Spiritually Bored

Since November 2008 I quit my job because of a burnout. In the beginning I didn’t realise it was a burnout. I filled-in that time with a course of NLP-practitioner for one year, and I have been to India to do a teachers course of yoga for one month. After that (past month) I did a workshop from Brandon Bays for “the journey”, I did the “Munay-Ki” the 9 rites and read the book of Alberto Viloldo “soul retrieval”. I did several “journeys” (Brandon Bays).
I am also practising yoga almost every day. Still I feel bored.
So when I watch the movie about the shift I think I am coming in the afternoon of my life and still I cannot find peace in myself, for a short time I am practising meditation and still find myself many times depressed.

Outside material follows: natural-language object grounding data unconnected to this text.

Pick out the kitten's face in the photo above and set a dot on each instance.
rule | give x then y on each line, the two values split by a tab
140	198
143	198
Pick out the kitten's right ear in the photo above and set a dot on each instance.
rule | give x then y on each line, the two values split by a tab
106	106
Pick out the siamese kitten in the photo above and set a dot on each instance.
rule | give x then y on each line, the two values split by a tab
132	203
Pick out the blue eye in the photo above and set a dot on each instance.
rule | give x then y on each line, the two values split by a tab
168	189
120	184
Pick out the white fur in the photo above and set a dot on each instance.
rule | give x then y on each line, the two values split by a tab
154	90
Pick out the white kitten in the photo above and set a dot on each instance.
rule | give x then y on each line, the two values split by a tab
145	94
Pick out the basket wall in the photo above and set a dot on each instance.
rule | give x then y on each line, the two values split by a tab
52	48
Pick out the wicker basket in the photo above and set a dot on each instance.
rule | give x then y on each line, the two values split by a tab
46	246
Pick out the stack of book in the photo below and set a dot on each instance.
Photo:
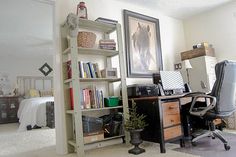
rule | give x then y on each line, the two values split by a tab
107	21
108	44
86	70
91	97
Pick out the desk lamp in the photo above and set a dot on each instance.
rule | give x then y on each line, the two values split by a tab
186	66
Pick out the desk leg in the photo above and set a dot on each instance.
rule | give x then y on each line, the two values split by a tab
162	147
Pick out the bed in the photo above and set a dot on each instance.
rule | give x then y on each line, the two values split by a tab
36	107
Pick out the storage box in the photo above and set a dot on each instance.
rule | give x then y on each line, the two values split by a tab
92	124
111	101
206	51
97	136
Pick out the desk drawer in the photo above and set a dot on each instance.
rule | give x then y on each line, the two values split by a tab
170	108
169	120
172	132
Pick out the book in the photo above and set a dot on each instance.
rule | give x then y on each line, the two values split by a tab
91	70
81	69
105	20
97	70
86	96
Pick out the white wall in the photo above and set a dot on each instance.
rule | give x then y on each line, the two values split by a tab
16	65
218	27
171	32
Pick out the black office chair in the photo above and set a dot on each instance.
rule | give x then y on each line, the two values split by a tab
222	104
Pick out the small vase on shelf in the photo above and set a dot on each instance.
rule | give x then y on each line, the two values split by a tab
82	10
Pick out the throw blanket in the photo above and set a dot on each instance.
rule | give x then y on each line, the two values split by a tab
33	112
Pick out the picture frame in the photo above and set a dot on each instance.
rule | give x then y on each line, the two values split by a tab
143	45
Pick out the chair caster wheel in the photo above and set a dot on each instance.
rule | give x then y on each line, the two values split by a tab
194	144
227	147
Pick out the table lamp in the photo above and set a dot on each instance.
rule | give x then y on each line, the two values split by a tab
186	66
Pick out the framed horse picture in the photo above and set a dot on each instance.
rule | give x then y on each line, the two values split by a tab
143	45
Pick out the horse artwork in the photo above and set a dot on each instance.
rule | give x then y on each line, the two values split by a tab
142	44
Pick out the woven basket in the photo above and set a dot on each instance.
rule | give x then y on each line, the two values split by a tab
86	39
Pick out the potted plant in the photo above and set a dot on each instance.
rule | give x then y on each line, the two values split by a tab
135	124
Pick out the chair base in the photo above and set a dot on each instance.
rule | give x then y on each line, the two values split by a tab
215	133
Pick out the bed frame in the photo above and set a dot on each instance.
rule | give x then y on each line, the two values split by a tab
33	82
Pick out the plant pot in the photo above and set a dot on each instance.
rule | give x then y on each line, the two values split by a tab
136	141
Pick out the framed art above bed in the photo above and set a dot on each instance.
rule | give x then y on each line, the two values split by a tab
36	108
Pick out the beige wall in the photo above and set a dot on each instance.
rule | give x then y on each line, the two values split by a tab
218	27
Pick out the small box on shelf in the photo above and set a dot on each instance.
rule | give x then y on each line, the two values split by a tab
111	101
93	137
109	73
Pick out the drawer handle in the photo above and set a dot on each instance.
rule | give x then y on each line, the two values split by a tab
171	107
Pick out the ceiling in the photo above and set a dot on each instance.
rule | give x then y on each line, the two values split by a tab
181	9
26	27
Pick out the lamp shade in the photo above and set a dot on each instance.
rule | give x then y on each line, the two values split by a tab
187	65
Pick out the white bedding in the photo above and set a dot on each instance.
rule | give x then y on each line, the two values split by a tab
33	112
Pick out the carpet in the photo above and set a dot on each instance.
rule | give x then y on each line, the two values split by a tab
208	147
41	143
19	142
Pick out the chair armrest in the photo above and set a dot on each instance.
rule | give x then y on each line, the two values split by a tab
203	109
193	94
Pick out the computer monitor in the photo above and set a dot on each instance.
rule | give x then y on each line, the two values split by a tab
172	80
156	78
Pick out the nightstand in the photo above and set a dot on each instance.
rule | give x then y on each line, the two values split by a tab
8	109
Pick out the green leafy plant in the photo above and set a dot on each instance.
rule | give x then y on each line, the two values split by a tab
135	120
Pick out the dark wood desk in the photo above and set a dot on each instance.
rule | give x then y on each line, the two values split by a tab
163	118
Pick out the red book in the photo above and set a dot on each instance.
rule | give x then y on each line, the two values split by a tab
71	99
68	65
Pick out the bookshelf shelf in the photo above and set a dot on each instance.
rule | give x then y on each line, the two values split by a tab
94	80
95	109
97	26
93	51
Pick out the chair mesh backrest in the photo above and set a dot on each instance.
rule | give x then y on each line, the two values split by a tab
224	88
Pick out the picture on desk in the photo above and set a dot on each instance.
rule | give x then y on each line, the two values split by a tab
170	82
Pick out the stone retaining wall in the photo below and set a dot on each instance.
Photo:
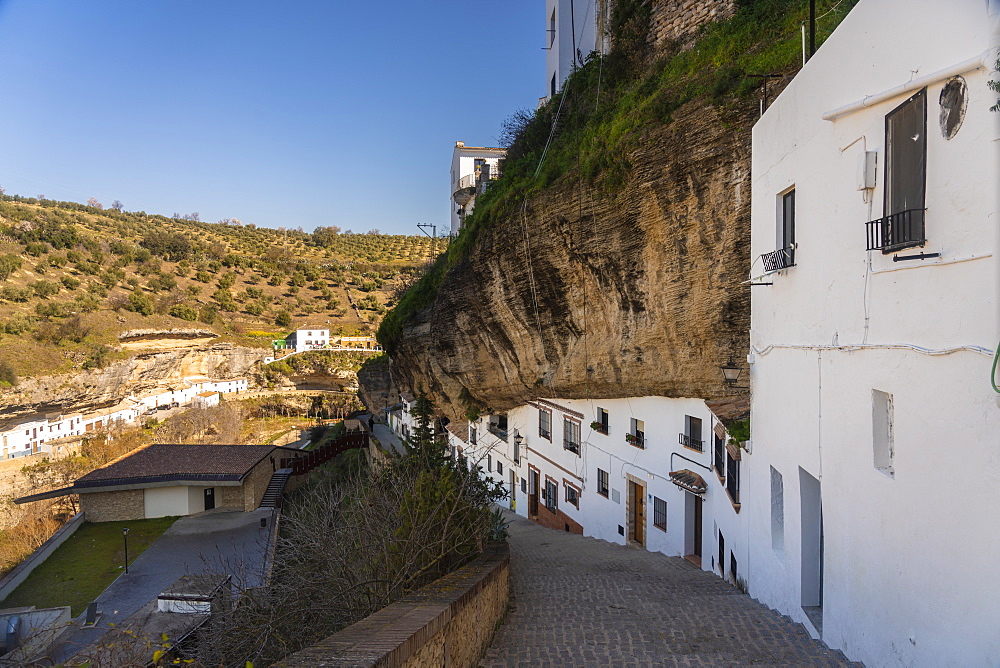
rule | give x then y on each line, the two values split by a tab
679	20
447	623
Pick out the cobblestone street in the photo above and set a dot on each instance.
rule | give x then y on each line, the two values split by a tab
579	601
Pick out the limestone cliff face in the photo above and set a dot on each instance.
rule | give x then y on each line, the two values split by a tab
590	295
140	374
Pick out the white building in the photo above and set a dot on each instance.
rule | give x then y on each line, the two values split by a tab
875	465
573	29
309	338
647	471
473	168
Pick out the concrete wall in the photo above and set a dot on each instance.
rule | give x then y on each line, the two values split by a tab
447	623
165	501
113	506
679	20
905	553
10	581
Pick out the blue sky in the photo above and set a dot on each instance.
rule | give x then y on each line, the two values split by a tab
279	113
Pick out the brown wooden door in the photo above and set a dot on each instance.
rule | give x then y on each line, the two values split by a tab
533	493
697	526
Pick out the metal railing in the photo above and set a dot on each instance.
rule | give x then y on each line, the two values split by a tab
896	231
638	439
778	259
690	442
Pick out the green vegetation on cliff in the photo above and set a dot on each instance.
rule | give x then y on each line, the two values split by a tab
585	134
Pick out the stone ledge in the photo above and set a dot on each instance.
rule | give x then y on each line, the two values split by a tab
395	634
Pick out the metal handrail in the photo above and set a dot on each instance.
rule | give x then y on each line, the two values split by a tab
905	229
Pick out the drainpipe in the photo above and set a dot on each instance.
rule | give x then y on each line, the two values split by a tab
991	58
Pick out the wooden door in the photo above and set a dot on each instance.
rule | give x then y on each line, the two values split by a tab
697	526
533	493
637	510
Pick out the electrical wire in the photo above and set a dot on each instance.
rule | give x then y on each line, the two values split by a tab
993	374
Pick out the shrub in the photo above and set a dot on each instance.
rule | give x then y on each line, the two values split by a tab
184	312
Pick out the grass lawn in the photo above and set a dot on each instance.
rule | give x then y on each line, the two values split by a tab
82	567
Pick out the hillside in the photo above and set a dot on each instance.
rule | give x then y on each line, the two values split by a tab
623	215
74	277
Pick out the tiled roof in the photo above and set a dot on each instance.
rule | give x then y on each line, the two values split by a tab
689	480
162	461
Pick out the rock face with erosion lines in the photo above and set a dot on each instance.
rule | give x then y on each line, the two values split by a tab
602	294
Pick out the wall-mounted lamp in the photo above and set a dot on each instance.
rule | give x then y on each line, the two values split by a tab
730	374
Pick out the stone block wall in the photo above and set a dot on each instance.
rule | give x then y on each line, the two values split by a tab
127	504
679	20
447	623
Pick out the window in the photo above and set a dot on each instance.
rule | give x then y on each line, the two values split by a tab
551	495
902	224
602	483
545	423
571	435
637	433
572	495
498	425
691	438
601	424
777	511
882	439
659	513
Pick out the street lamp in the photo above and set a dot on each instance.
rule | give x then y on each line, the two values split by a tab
125	538
730	374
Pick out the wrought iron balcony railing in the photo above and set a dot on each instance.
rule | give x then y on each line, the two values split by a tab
897	231
689	442
783	258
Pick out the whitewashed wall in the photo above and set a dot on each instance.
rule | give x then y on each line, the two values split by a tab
906	557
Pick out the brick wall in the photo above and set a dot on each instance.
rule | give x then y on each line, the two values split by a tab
447	623
127	504
679	20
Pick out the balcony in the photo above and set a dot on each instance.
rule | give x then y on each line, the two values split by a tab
690	442
783	258
637	439
897	231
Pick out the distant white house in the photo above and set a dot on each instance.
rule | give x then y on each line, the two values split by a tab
473	168
206	399
573	29
308	338
874	467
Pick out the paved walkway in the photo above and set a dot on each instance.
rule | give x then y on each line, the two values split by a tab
210	542
579	601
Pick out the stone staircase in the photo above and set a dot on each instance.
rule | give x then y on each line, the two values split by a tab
275	488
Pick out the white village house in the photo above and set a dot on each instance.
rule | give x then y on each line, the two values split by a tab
874	476
473	168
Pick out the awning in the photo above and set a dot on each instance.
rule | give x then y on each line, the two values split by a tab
688	480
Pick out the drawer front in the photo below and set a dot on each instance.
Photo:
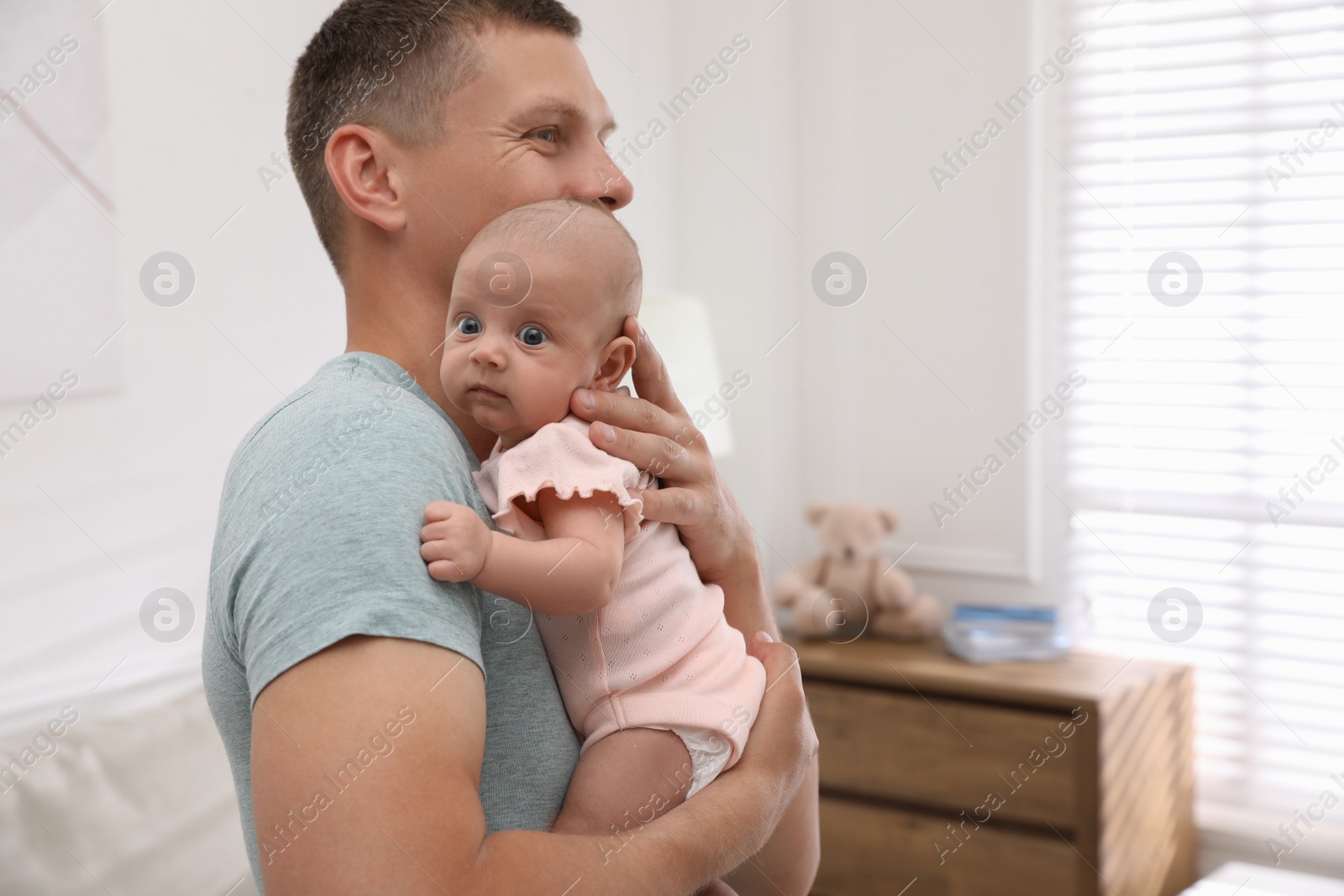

I know that I am going through a process of changing and I am quite sure that it will be better.
I am 55 now and I am not feeling empty and certainly want to enjoy life for the next 25 years or more. I have always been there to please everybody which results in not feeling what my heart wants. I never established my boundaries.
But this process is already going for quite a time about 1.5 year. I don’t feel the happiness I had before (long time ago) and also my marriage sucks for over 20 years and still cannot decide to divorce. The past year we separated for 6 months and now we are together again.
Is this process, I am going through, the shift like Wayne Dyer calls it? Most of the people get this shift in their thirities. Some people have their shift almost instantly. Is it my ego and fear that I cannot let go things? I am still wandering.